Empanadas de Brocoli y Requeson (1)

Relleno:

  • 200 g de brócoli
  • 1 o 2 cucharadas de aceite de oliva virgen extra
  • 1/2 cebolla grande
  • 125 g de requesón (o ricotta)
  • 50 g de queso curado
  • sal y pimienta al gusto

Empanadas de Brocoli y Requeson (3)

Elaboración:

En un cuenco amplio, formar un volcán con la harina, espolvorear la sal por encima y añadir la mantequilla cortada en trozos.

Desmigar la mantequilla con la harina a pellizcos hasta que tengamos una mezcla arenosa.

Añadir a poquitos y alternando, un poco de agua fría y un poco de zumo de limón, mezclando bien con un tenedor antes de agregar más.

Amasar bien hasta tener una masa elástica y sin grumos.

Empanadas de Brocoli y Requeson (2)

Dejar reposar en la nevera la menos una hora tapado con film transparente.

Mientras, cocinar al vapor el brócoli, en una olla pequeña con un dedo de agua. El brócoli tendrá que quedar tierno pero no deshacerse, un poco al dente. Escurrir y dejar enfriar.
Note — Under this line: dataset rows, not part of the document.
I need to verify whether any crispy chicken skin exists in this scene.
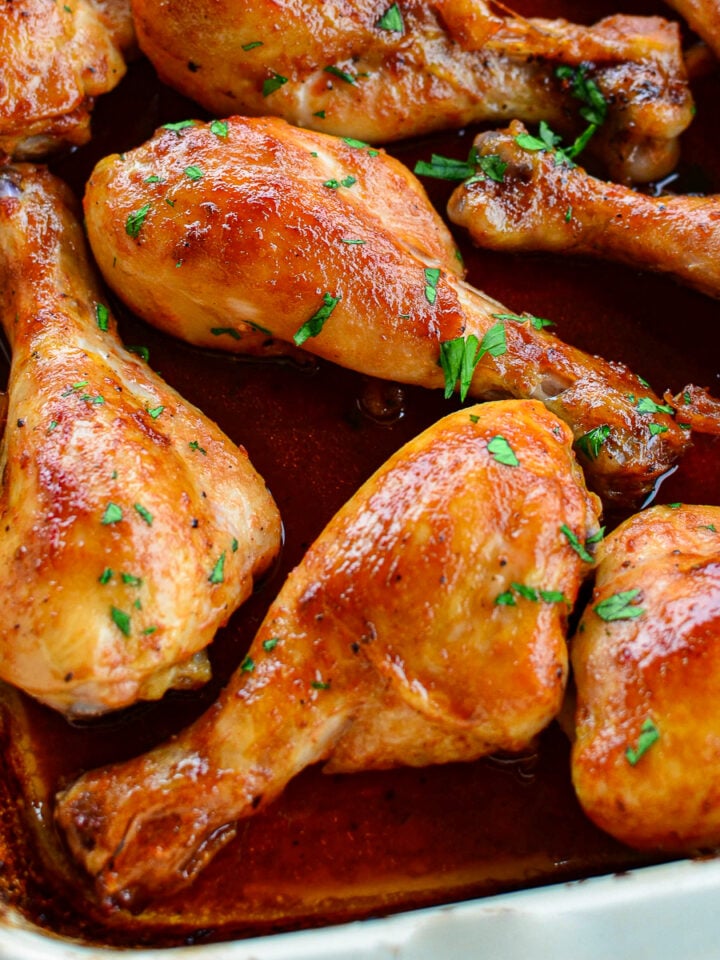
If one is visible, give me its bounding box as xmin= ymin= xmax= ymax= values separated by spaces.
xmin=571 ymin=506 xmax=720 ymax=852
xmin=85 ymin=117 xmax=688 ymax=503
xmin=57 ymin=401 xmax=598 ymax=902
xmin=448 ymin=121 xmax=720 ymax=297
xmin=0 ymin=0 xmax=132 ymax=160
xmin=0 ymin=165 xmax=280 ymax=715
xmin=133 ymin=0 xmax=692 ymax=180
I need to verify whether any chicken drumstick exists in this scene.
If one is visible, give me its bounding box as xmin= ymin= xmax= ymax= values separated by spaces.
xmin=448 ymin=121 xmax=720 ymax=297
xmin=0 ymin=0 xmax=134 ymax=159
xmin=571 ymin=505 xmax=720 ymax=853
xmin=57 ymin=401 xmax=598 ymax=903
xmin=133 ymin=0 xmax=692 ymax=180
xmin=85 ymin=117 xmax=688 ymax=502
xmin=0 ymin=165 xmax=280 ymax=715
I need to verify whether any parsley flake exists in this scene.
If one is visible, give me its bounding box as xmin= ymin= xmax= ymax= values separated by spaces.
xmin=95 ymin=303 xmax=110 ymax=333
xmin=293 ymin=293 xmax=341 ymax=347
xmin=575 ymin=423 xmax=610 ymax=460
xmin=625 ymin=717 xmax=660 ymax=767
xmin=110 ymin=607 xmax=130 ymax=637
xmin=377 ymin=3 xmax=405 ymax=33
xmin=425 ymin=267 xmax=440 ymax=306
xmin=488 ymin=434 xmax=520 ymax=467
xmin=593 ymin=589 xmax=645 ymax=623
xmin=560 ymin=523 xmax=593 ymax=563
xmin=210 ymin=120 xmax=230 ymax=139
xmin=100 ymin=502 xmax=122 ymax=525
xmin=262 ymin=73 xmax=287 ymax=97
xmin=208 ymin=550 xmax=225 ymax=583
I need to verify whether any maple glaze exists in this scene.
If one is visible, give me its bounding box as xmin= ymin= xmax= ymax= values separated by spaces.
xmin=0 ymin=0 xmax=720 ymax=945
Cortar la cebolla en juliana fina y pochar en una sartén con el aceite de oliva, hasta que esté transparente. Retirar del fuego y dejar atemperar.

En un cuenco grande, desmenuzar el requesón (sirve queso ricotta también), añadir el brócoli troceado fino y la cebolla pochada. Salpimentar al gusto

Rallar el queso curado y mezclar hasta integrar toda la mezcla.

Empanadas de Brocoli y Requeson (4)

Sacar la masa de la nevera, dividirla en 8 partes iguales y formar bolas con ellas.

Espolvorear un poco de harina en una superficie de trabajo, y estirar cada bola hasta tener un disco de unos 12 o 15 cm de diámetro.

Colocar una cucharada colmada del relleno (más o menos una octava parte del total) sobre medio disco de masa.

Empanadas de Brocoli y Requeson (5)

Pincelar los bordes del disco con un poco de agua, y doblar la masa restante sobre el relleno, apretando los bordes. Sellar bien haciendo un repulgue como se ve en este vídeo.

Repetir con el resto de bolas de masa y relleno hasta tener las 8 empanadas.

Colocar sobre una bandeja de horno forrada con papel de hornear.

Empanadas de Brocoli y Requeson (6)

Opcionalmente, y para que queden más doradas, se pueden pincelar las empanadas con huevo batido.

Empanadas de Brocoli y Requeson (7)

Hornear a media altura, a 180 ºC durante 15-20 minutos con calor arriba y abajo.

Retirar del horno y dejar enfriar un poco antes de comerlas (el relleno puede quemar mucho). Frías están muy buenas también, pero la masa deja de estar crujiente.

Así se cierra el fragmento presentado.